I’m with this guy currently; it’s been a year now and the relationship has been going pretty good so far. The only issue is that I feel insecure. He says he has never cheated. I’ve been through his phone many times and I see a number of messages mainly from women texting him.

I know it’s wrong to do. I’ve also had many conversations with him based on the messages. I haven’t seen any messages where he actually replied, but then again men are sneaky. He says that he wouldn’t leave me for any other girl out there.

He is the man that every girl dreams of: he would not let me leave without saying he loves me and kissing me goodbye. He is very productive. He helps a lot around the house and he is great with my daughter.

Willie I think we can go a long way with our relationship. He has his own business and I try my best to help him out financially. I even bought a vehicle so we can move about and make things a bit easier in our lives. He is the kind of guy that I can do anything for and he would do the same for me.

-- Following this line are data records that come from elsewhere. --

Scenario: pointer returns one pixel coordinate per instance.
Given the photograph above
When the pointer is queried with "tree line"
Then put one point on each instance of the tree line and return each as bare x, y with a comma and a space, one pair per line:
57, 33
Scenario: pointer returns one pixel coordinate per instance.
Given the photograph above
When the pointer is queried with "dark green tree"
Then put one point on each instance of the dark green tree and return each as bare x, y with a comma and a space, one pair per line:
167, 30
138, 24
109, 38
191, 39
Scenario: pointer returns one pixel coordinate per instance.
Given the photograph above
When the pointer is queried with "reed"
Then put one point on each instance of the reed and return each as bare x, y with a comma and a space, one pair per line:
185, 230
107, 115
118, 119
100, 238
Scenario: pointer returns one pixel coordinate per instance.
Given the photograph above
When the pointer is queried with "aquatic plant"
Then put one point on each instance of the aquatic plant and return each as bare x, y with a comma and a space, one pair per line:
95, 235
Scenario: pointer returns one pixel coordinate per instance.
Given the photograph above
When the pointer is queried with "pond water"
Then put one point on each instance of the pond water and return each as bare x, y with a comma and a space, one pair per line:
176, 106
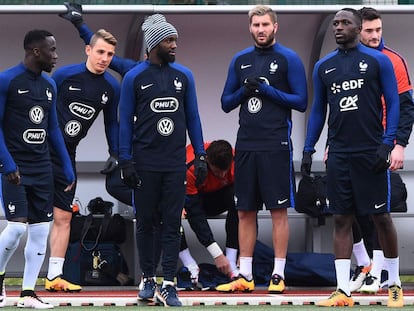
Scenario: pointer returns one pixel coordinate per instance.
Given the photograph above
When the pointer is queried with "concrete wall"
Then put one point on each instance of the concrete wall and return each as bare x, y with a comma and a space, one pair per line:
208, 38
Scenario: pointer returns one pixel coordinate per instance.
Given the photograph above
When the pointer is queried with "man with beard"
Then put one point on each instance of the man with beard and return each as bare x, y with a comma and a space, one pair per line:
351, 80
158, 105
364, 230
267, 81
28, 126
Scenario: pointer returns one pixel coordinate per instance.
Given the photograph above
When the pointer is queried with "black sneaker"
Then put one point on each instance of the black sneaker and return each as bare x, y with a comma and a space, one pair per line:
168, 297
148, 290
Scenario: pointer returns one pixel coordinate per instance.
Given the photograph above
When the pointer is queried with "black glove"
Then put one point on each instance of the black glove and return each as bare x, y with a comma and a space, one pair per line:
73, 13
305, 166
129, 175
200, 169
383, 160
110, 165
251, 85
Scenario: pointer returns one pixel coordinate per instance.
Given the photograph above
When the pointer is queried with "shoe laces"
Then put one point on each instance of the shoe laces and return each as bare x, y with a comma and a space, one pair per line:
276, 278
369, 280
168, 291
357, 272
149, 284
337, 293
395, 292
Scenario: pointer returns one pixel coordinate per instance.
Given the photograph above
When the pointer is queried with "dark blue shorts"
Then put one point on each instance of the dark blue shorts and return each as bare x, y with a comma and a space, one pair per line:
352, 186
62, 199
264, 178
32, 199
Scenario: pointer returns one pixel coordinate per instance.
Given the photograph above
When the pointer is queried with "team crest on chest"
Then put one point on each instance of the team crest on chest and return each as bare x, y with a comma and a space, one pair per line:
165, 126
273, 67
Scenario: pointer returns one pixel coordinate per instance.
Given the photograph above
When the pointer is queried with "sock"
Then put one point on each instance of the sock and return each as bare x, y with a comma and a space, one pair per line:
361, 254
279, 267
189, 262
9, 241
246, 267
55, 267
231, 254
393, 268
377, 263
342, 267
165, 283
186, 258
34, 253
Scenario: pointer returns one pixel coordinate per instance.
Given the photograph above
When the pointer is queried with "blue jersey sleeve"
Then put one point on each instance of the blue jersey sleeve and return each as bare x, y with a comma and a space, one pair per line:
298, 97
232, 94
6, 159
318, 112
405, 124
56, 139
111, 117
389, 86
193, 117
126, 117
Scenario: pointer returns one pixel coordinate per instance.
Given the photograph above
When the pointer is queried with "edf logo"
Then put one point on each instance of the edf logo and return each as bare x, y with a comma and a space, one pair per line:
347, 85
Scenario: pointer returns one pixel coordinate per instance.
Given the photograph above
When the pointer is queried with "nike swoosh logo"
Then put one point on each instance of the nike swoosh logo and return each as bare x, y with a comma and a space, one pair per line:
72, 88
329, 70
379, 205
143, 87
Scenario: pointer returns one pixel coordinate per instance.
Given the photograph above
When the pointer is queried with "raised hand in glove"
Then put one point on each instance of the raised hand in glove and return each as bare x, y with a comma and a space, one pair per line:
382, 161
129, 175
251, 85
200, 169
73, 13
305, 166
110, 165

I’m not sure if he is just using me because I have the money or whether he really wants to be with me. Willie, it’s has been three weeks since we slept next to each other and haven’t been sexually active. I know he is a hard worker and try not to be hard on him, but sometimes I think he is cheating and just making excuses that he is tired.

I feel so insecure that I regularly go through his phone when he is not around. I really love him and I always say to him: if he doesn’t want me he should let me know because I don’t want to be spending my time and money on a guy who just wants to use me.

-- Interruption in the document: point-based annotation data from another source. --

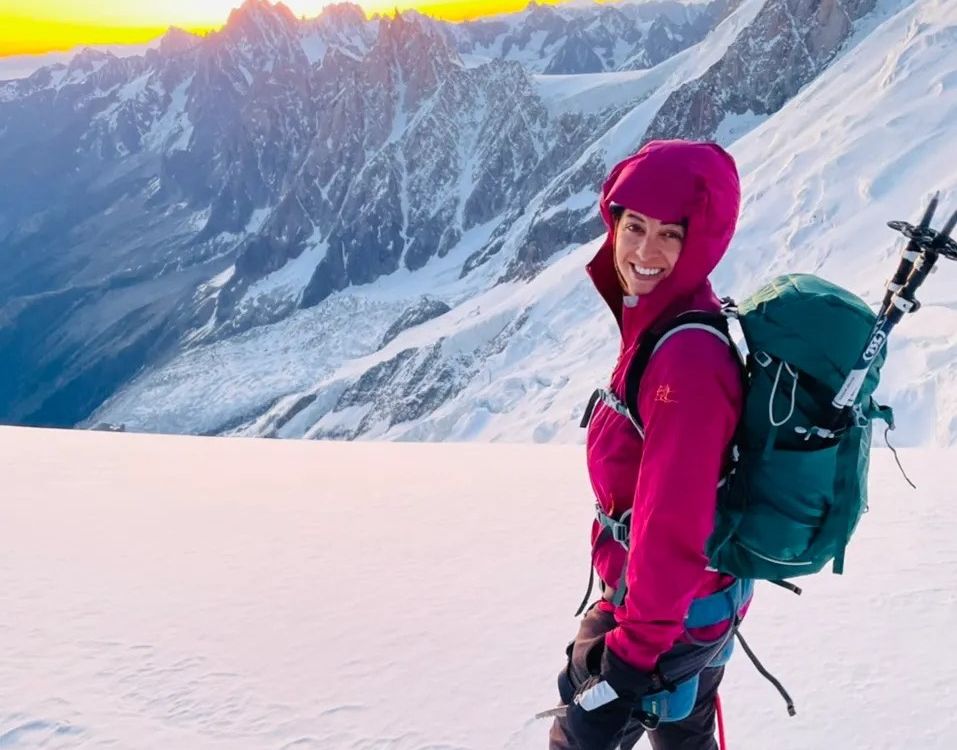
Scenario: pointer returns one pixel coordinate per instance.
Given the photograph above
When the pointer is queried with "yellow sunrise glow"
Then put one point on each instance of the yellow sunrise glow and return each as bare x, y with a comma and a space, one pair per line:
34, 26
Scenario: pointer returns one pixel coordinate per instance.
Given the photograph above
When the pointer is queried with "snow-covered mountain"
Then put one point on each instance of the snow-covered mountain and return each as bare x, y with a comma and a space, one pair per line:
212, 594
351, 228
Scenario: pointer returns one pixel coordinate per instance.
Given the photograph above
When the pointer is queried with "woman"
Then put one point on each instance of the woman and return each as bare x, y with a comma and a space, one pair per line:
671, 211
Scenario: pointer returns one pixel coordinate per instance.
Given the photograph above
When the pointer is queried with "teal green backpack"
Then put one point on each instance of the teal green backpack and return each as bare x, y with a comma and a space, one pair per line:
797, 485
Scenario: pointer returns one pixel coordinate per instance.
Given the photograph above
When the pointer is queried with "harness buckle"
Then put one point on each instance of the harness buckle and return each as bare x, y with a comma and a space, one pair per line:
620, 533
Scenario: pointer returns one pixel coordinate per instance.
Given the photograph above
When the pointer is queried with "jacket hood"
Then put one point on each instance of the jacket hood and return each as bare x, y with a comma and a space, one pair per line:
672, 181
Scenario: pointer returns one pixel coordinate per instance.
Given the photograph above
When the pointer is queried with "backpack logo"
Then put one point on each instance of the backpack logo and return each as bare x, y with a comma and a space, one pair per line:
873, 348
663, 396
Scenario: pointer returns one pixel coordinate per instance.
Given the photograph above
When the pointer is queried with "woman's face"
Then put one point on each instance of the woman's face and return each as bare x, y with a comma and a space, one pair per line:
646, 251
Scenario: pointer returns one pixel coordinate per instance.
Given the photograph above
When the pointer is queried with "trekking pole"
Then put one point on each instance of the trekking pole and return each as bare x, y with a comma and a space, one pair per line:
925, 247
722, 742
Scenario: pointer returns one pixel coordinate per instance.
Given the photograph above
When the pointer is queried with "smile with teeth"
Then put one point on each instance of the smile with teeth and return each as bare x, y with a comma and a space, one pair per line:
650, 272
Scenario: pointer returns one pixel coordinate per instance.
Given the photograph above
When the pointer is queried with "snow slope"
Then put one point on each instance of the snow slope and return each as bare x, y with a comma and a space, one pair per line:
249, 594
869, 141
13, 67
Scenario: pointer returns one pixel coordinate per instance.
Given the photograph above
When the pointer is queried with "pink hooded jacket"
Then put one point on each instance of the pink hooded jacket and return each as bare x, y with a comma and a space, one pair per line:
690, 401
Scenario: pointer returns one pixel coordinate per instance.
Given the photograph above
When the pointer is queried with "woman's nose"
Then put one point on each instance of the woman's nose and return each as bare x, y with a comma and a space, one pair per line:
645, 248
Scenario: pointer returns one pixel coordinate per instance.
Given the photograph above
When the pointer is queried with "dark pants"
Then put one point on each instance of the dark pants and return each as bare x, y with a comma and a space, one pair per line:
694, 733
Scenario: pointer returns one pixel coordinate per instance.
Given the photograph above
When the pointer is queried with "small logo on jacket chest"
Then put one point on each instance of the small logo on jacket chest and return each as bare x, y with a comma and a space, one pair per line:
664, 395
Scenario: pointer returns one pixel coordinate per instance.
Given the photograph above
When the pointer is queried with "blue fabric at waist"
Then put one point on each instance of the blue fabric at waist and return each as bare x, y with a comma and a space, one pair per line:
720, 606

Dear Miss: You upset my entire afternoon, though I am not surprised. What do some women want? You get a good man – a man that “every girl dreams of”, yet you’re complaining.

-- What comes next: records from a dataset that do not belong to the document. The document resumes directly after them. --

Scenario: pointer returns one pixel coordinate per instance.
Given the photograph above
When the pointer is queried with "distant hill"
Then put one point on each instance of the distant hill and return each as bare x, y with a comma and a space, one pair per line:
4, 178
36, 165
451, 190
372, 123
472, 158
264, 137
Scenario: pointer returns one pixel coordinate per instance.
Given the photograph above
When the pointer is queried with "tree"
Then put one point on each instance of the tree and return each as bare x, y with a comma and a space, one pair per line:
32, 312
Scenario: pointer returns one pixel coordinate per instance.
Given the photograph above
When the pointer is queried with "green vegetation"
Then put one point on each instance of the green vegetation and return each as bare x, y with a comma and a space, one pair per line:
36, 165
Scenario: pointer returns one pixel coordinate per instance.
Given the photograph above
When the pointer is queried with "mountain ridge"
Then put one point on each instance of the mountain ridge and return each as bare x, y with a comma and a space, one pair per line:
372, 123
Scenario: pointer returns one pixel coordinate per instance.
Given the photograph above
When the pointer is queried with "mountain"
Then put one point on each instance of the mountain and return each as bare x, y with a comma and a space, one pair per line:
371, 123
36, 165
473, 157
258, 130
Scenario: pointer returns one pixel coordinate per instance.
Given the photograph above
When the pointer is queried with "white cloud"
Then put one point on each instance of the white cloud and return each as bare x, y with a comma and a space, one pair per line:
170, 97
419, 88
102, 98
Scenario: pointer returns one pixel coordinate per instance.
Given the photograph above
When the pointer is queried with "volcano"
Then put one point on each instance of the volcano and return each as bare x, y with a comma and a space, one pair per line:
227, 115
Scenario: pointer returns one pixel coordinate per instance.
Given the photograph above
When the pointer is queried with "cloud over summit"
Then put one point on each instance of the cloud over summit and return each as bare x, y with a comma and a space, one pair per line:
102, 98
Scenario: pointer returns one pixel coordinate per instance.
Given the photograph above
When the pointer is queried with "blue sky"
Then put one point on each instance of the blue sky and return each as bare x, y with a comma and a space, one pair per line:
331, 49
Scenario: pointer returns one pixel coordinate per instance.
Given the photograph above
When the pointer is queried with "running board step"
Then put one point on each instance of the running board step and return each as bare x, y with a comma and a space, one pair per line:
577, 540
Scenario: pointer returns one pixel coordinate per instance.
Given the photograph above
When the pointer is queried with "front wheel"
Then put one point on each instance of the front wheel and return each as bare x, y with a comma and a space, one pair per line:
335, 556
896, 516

Your first sentence had me worried: “I left my daughter’s father a year ago thinking it was the best decision I made.” THINKING IT WAS THE BEST DECISION? Are you implying that you regret leaving your daughter’s father? So, if this new man is every woman’s dream – as you stated – why did you leave your child’s father and enter a new relationship? If you regret leaving your ex, and this new BF is a great man, then your ex must be superman.

Besides him not having sex with you as often as you like, I do not see where the problem is. You’re obviously the problem. And your letter implies that you’re more concerned about your money than the relationship.

And you claimed that you love this man? I don’t think you love him. You’re just wasting the man’s time. You’re treating the man like he is a business – you’re only there for investing.

I won’t apologise but I will say this: many women don’t know what’s good for them or do not know what they want. They’re in an abusive relationship and they leave and return; they get a good man, then they cheat and/or complain.

If you want more sex, just tell the man. I don’t know how old he is. Probably he has low libido as a result of overworking, poor diet, etc. So why not discuss this with him?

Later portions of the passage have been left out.